Senior experts from the UK India Business Council (UKIBC) and PwC visited Cardiff recently to outline key opportunities to Welsh manufacturing SMEs looking to enter the Indian market.
The two flagship organisations are working on a joint report highlighting potential areas of collaboration that UK advanced engineering and manufacturing SMEs and supply chain companies can explore in India.
Concentrating on three major subsectors: aerospace and defence, automotive and clean energy, the seminar explored entry routes and barriers to the market.
Aerospace and defence
Devean George, Transaction Services at PwC, introduced the aerospace and defence sector, highlighting that India is the fastest growing market in the world on both civil and military side. In defence, PwC estimates that the country is likely to spend $250bn on capex over the next decade.
Opportunities are also abundant in civil aviation with commercial airlines fleet set to grow from 450 to 1,300 by 2030, an opportunity worth $150bn. Mr George also highlighted that India intends to invest $40bn in airport infrastructure by 2025.

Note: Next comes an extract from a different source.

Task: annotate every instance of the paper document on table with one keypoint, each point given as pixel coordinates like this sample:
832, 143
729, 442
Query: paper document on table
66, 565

A further area that businesses were urged to consider is the gap between Defence Public Sector Undertaking (DPSU) and SME suppliers. Mr George outlined how the poor performance of DPSUs creates an opportunity for SMEs in the Indian market. Despite being the largest importer of defence equipment in the world, the sector has the second highest number of employees offering a skilled and efficient workforce.
Welsh SMEs looking to enter the market were encouraged to take advantage of the government-to-government and government-to-business outreach programmes. However, Devean George noted that the market and market maker in India is the government, with one buyer and many suppliers, posing challenge for SMEs.

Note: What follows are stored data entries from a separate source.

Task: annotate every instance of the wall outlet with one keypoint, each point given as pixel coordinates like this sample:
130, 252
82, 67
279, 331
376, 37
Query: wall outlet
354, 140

“Due to government policies, it has been difficult for the private sector to grow rapidly,” said Mr George. “Go to India with a long term plan.”
Another rapidly growing sector in India is the power sector. The demand for power is expected to accelerate due to increased urbanisation and living standards, so investment into clean energy is at the forefront of the Indian agenda.
Several renewable energy incentive schemes have been introduced by the Indian government and the National Action Plan for Climate Change (NAPCC) has set the renewable energy target of 15% of total power generation by 2020. In India renewable energy is deregulated, competitive and dominated by the private sector.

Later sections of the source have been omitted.